L’inclusività, declinata nelle forme della cultura, della politica,
delle pratiche, rappresenta la risposta più pertinente a tale
condizione dell’uomo d’oggi perché garantisce la speranza di
migliorare il mondo e renderlo più equo, plurale, interculturale,
democratico.
Tale concetto riesce a racchiudere in sé le multiformi
trasformazioni che stanno investendo le nostre vite additando
un’unica via da seguire: “coltivare l’umanità multiculturale e
poliedrica”, riconoscendone valori e
specificità.
Jürgen Habermas è il filosofo che meglio
ha indagato il tema dell’inclusione
dell’Altro nelle attuali società pluralistiche
in cui si inaspriscono i contrasti
multiculturali. Società apparentemente
pacificate ma che sono delle vere e proprie
“società del rischio”.
Tale argomento chiama in causa anche ragioni politiche
internazionali e il filosofo pone il problema dell’impostazione
dei diritti dell’uomo su un piano globale e intrastatale.

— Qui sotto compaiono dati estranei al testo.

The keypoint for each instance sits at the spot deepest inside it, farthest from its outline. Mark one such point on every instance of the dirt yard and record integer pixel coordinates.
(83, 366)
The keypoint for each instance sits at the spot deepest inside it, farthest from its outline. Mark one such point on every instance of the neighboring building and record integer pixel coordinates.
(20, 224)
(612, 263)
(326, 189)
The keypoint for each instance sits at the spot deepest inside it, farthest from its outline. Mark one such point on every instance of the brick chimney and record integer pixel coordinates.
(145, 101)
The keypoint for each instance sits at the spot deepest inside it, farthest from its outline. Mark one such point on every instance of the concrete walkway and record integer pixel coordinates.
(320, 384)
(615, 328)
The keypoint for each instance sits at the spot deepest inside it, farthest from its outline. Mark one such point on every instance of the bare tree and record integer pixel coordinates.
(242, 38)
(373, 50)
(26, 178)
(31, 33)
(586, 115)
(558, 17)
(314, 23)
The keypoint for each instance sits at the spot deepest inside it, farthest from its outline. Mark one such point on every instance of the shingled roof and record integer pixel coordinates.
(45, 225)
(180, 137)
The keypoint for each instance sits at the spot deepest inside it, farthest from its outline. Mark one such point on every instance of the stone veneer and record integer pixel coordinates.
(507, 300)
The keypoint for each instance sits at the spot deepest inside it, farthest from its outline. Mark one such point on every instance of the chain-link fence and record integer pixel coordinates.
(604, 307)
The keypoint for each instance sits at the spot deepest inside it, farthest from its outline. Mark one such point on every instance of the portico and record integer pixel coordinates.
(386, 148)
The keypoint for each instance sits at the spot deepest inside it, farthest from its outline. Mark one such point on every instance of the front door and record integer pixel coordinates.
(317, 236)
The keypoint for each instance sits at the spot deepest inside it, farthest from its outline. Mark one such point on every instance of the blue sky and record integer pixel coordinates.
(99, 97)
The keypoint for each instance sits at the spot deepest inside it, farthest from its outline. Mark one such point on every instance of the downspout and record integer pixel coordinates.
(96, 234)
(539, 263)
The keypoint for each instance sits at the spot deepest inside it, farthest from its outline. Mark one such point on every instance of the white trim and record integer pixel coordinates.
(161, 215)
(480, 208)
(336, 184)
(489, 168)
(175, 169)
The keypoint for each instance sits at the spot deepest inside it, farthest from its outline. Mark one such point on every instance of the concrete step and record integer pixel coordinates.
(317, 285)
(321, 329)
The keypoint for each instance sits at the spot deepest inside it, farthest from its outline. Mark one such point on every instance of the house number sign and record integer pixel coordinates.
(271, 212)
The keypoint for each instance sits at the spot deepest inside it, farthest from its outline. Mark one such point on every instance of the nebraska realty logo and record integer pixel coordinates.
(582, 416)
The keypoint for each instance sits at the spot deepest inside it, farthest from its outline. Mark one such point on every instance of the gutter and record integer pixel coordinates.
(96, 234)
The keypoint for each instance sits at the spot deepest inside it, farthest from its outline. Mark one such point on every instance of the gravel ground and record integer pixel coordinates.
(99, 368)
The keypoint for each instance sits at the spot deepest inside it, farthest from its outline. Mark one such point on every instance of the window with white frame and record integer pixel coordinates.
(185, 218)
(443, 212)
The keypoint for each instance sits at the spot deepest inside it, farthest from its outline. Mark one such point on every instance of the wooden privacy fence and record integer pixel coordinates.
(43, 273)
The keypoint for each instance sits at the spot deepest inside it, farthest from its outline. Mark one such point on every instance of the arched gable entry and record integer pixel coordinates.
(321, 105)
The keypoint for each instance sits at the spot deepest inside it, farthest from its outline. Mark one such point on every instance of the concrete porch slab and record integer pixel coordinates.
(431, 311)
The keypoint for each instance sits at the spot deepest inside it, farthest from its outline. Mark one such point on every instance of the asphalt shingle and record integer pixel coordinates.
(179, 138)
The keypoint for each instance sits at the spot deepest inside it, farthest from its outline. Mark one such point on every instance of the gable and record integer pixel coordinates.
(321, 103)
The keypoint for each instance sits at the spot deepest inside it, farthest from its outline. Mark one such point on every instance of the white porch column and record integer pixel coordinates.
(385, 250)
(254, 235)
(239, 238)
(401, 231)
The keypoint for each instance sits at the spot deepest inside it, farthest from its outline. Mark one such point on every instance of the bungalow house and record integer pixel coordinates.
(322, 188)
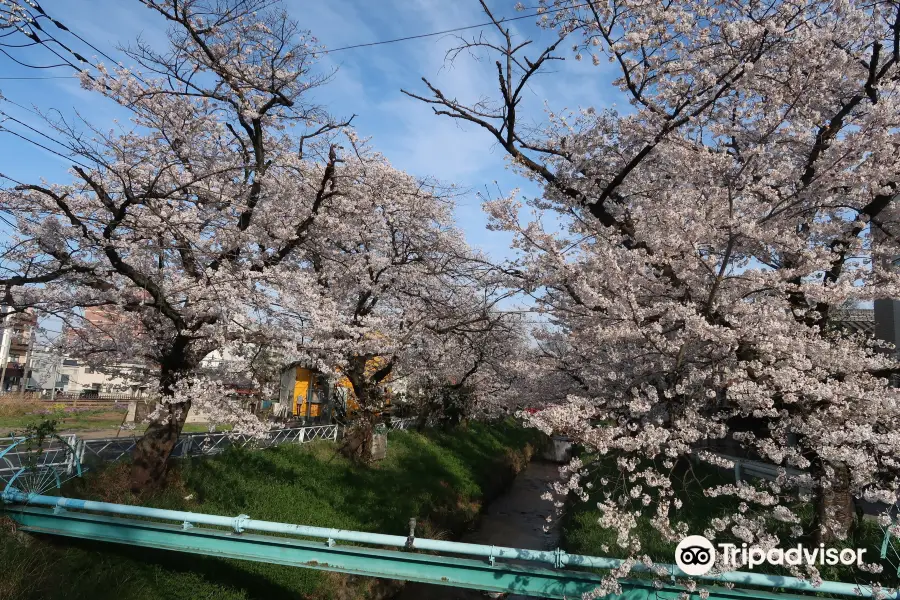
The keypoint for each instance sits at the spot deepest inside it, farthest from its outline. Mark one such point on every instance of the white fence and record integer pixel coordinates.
(191, 444)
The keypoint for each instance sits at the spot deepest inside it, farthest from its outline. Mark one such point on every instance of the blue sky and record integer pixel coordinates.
(367, 83)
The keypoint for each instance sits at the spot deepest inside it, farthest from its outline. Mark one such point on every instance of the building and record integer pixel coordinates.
(18, 331)
(50, 370)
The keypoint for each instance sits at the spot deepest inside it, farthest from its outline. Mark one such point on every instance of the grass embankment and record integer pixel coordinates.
(441, 479)
(582, 534)
(17, 415)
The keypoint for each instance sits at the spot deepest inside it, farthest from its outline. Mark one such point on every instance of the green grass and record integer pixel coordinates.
(17, 416)
(21, 416)
(442, 479)
(582, 534)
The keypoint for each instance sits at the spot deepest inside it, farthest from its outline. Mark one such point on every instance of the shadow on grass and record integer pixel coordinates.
(442, 478)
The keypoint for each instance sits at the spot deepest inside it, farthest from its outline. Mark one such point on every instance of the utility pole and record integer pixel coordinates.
(57, 366)
(5, 344)
(28, 356)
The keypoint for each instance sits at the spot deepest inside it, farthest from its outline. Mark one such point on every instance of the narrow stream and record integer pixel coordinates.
(516, 519)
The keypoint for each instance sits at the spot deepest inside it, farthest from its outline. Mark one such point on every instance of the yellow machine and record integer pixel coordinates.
(313, 395)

Giustizia e solidarietà appartengono ad una medesima
struttura di comunicazione.
“La solidarietà fondata sull’appartenenza ci ricorda il legame
sociale che unifica tutti: ognuno è responsabile dell’altro. Invece
l’inesorabile egualitarismo della giustizia pretende sensibilità
per le differenze che separano questo individuo dagli altri:
ognuno chiede che la sua diversità sia rispettata dall’altro”
(Habermas, 2013).
“Inclusione non deve significare nè accaparramento
assimilatorio”, volto a negare qualunque struttura relazionale di
alterità e differenza, “né chiusura contro il diverso” precisa il
filosofo che vuole contrastare qualunque forma di malinteso
universalismo.

“Inclusione dell’altro significa piuttosto che i confini della


comunità sono aperti a tutti: anche – e soprattutto – a coloro
che sono reciprocamente estranei e che estranei vogliono
rimanere” (Habermas, 2013).
Inclusione non significa produrre un livellamento di tutti in
maniera irrispettosa, bensì difendere il contenuto ragionevole
di una morale del pari rispetto per chiunque e di una
responsabilità generale e solidale dell’uno verso l’altro. L’eguale
rispetto per chiunque non concerne chi è simile a noi, bensì la
persona dell’altro (degli altri) nella sua specifica diversità.
(Viscardi, 2017)
“La responsabilità solidale per un altro visto come uno di noi
si riferisce in realtà al “noi” flessibile di una comunità che –
riluttante verso ogni forma di sostanzialità – estende sempre più
in là i suoi porosi confini. Questa comunità morale può fondarsi
soltanto sull’idea negativa di eliminare discriminazione o
sofferenza e di includere gli emarginati (ogni emarginato)
nell’ambito del reciproco rispetto”. (Habermas, 2013)
Nella società liquido-moderna vi è un numero sempre
maggiore di persone sradicate – migranti, profughi, esuli,
richiedenti asilo – in movimento e senza fissa dimora che
dovranno rappresentare sempre più un valore aggiunto,e non
un pericolo, per la cultura europea anche per il processo di
meticciamento culturale che in maniera creativa e arricchente
potranno innescare.
La filosofia dell’inclusività richiede, in definitiva, una cultura
politica innovativa in grado di affrontare le sfide complesse che
il multiculturalismo e i movimenti migratori scatenano.